Before the house owner left on her travels, she introduced me to some of her friends.
I have made an interesting discovery about the very wealthy. Actually, I didn’t make it. I heard Billy Connolly talking about it a few times. He said that the middle class toffs – you know, the ones who have fake posh accents and roll their eyes at scruffy clothes and talk about how much their investments are worth and want to be seen to be important/rich – are the ones who are most obviously different from “us” (the working class). We don’t get along – we simply don’t understand or like each other very much. But according to Billy, the only real difference between “us” and the upper class – and I mean the seriously wealthy folk, here – is that they have lots of money and live in big houses, and we have no money and live in council houses. Apart from that, we’re very alike: he points out that in his local pub at home, the guys from “Millionaires’ Row” as he called it, and the guys from the council houses all stood at the bar and mingled quite merrily together. Nobody wanted to talk to the pretentious social climbers.
And now I’ve seen it for myself a few times, and it’s true. First in Belgium, now in Switzerland, I’ve been thrown in a daze into huge houses with swimming pools, spa rooms, luxurious furnishings and beautiful surroundings, and landed right in the middle of a circle of friends into which I would never, ever have imagined I would fit. I have no money and few possessions, and I have never been to the opera or a ballet. You’d think I’d have nothing in common with these people. I certainly don’t with any of the yuppies I encountered in some of my previous jobs. But these folk are nothing like that. They have no airs and graces, they are not at all judgemental, they don’t boast about their money or their possessions. Wealth is just something they have – it’s like they don’t notice it, and they don’t expect it to be a reflection of who they are. And I love that.

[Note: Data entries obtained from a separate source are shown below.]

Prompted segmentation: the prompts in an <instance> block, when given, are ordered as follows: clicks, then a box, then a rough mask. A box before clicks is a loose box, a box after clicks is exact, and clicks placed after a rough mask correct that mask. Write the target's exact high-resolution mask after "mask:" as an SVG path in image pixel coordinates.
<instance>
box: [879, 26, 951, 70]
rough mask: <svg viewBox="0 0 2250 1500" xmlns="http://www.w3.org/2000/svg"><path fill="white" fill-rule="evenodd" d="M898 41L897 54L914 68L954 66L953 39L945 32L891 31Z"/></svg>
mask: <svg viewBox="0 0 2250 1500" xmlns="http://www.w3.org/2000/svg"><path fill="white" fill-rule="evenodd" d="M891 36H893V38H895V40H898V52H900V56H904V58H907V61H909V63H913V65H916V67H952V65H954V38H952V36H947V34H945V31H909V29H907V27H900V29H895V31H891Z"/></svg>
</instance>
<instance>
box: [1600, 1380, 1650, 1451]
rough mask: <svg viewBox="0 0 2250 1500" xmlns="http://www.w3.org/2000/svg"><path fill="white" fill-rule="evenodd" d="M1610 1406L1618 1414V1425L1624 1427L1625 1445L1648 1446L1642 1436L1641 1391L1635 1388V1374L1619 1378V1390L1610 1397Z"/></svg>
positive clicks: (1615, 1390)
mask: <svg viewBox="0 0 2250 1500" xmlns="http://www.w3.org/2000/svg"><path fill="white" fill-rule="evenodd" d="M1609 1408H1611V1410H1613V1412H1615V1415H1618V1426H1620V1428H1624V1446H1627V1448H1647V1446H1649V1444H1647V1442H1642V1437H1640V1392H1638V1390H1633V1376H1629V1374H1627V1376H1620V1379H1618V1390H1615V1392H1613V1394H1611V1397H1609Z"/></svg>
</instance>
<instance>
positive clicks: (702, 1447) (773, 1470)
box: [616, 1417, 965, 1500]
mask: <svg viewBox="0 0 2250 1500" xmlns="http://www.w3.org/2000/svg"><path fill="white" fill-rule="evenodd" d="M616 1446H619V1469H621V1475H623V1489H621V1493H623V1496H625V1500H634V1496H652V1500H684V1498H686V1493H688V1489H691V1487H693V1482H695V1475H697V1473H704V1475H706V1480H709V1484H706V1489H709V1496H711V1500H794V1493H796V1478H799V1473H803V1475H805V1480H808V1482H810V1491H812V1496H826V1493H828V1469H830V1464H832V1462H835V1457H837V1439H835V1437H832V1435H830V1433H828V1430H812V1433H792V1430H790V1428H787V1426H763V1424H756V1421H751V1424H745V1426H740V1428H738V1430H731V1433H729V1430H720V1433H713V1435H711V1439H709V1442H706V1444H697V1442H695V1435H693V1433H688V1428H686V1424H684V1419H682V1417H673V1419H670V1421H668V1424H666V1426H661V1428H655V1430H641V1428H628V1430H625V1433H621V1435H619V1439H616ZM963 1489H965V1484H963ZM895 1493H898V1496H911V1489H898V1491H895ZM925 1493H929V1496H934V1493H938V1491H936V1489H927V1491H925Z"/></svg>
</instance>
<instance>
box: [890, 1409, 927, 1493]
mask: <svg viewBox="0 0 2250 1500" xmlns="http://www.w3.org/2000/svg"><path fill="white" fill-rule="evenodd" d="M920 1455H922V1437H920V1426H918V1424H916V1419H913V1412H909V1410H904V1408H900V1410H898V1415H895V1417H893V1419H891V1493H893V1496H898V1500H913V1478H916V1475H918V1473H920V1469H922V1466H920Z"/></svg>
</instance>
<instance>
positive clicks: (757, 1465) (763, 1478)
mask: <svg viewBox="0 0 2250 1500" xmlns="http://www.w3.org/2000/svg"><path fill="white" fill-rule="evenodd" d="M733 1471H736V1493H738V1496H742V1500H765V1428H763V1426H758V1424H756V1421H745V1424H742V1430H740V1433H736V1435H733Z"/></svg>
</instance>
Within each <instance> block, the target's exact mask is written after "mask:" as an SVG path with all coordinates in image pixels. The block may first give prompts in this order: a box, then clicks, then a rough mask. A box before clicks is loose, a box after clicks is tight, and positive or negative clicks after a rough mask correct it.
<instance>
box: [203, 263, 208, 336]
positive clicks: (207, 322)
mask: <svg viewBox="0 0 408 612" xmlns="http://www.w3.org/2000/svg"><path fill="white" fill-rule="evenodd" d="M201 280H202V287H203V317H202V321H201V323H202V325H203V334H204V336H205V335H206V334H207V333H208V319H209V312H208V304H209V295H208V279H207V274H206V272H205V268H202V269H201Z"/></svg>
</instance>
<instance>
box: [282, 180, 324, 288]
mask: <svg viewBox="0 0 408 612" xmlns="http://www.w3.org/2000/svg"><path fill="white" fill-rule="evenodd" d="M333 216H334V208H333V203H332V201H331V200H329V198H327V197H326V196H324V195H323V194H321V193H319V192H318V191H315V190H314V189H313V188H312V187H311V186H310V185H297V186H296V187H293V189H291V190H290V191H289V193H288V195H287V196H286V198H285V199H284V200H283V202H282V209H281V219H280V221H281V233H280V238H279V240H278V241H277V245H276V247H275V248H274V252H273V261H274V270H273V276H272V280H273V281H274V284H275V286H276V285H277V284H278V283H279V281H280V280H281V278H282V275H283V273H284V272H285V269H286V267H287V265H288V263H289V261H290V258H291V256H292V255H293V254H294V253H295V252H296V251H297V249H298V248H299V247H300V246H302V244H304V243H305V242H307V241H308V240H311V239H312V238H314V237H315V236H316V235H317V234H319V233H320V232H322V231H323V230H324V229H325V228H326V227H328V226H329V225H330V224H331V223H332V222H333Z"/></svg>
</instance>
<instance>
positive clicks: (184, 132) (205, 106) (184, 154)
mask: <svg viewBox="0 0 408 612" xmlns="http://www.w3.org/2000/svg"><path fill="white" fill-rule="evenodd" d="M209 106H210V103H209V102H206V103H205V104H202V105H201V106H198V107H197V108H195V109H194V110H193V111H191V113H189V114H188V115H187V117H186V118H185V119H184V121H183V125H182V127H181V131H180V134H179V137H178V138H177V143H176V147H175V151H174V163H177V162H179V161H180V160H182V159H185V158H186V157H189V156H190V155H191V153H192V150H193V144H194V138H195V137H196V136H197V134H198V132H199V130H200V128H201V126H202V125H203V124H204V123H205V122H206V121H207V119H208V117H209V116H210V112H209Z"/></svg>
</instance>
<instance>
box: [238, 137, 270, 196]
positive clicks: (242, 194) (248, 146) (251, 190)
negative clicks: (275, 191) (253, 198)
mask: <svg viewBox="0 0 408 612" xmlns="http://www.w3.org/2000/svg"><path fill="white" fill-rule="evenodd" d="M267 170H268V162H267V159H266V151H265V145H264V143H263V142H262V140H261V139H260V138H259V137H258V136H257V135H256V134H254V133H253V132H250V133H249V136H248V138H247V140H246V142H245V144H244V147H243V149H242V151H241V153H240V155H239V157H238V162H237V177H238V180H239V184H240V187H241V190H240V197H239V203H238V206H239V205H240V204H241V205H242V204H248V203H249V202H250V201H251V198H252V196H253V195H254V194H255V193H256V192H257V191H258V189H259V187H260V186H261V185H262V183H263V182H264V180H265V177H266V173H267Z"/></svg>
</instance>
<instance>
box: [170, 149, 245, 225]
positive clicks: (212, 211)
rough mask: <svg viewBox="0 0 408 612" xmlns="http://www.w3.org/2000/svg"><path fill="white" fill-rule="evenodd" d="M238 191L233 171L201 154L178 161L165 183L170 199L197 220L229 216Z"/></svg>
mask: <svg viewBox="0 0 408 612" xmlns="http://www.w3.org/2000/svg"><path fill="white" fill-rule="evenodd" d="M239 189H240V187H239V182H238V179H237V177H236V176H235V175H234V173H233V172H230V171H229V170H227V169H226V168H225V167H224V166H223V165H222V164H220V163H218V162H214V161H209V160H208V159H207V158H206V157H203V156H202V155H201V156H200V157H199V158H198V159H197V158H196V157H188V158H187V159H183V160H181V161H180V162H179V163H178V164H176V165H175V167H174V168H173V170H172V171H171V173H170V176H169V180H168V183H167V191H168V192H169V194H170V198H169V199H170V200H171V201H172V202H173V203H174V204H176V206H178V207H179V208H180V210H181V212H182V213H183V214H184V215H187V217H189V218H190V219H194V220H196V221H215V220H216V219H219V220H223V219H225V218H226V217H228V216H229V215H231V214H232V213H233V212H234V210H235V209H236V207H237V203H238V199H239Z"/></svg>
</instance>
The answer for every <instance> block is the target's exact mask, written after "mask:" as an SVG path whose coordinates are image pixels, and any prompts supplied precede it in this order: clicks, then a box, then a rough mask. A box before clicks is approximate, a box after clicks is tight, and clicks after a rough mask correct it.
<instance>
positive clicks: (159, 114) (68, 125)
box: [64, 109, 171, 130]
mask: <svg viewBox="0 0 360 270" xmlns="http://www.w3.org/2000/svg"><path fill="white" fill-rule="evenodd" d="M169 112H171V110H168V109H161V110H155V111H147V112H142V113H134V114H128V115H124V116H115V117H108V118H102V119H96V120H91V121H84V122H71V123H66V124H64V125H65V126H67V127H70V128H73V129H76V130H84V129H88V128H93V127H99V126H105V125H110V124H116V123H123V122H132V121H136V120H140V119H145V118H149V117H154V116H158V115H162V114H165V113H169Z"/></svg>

It’s what makes it possible for me to sit down to dinner (and feel entirely comfortable) with a bunch of people who say things like “Ohhhh, you’re going to dinner with Melissa in Prague? I’ve got tickets to a show in New York that weekend, but why don’t we all try to meet up when Steve’s in Paris on June 10th?” and casually lend you a spare Mercedes and forget that entire areas of their houses exist. I thought I’d be intimidated – I thought I’d be dressed really scruffily compared to everyone else, and that I’d be expected to know all sorts of complicated dinner table points of etiquette, but there’s none of that. They crack open several bottles of champagne (“Darling! This bottle’s empty!” “I’ll just fetch another from the cellar!”), enjoy their food, tell rude jokes, and take a genuine interest in everyone else. I am treated no differently.
Hey, this travelling thing really opens your eyes, you know that?!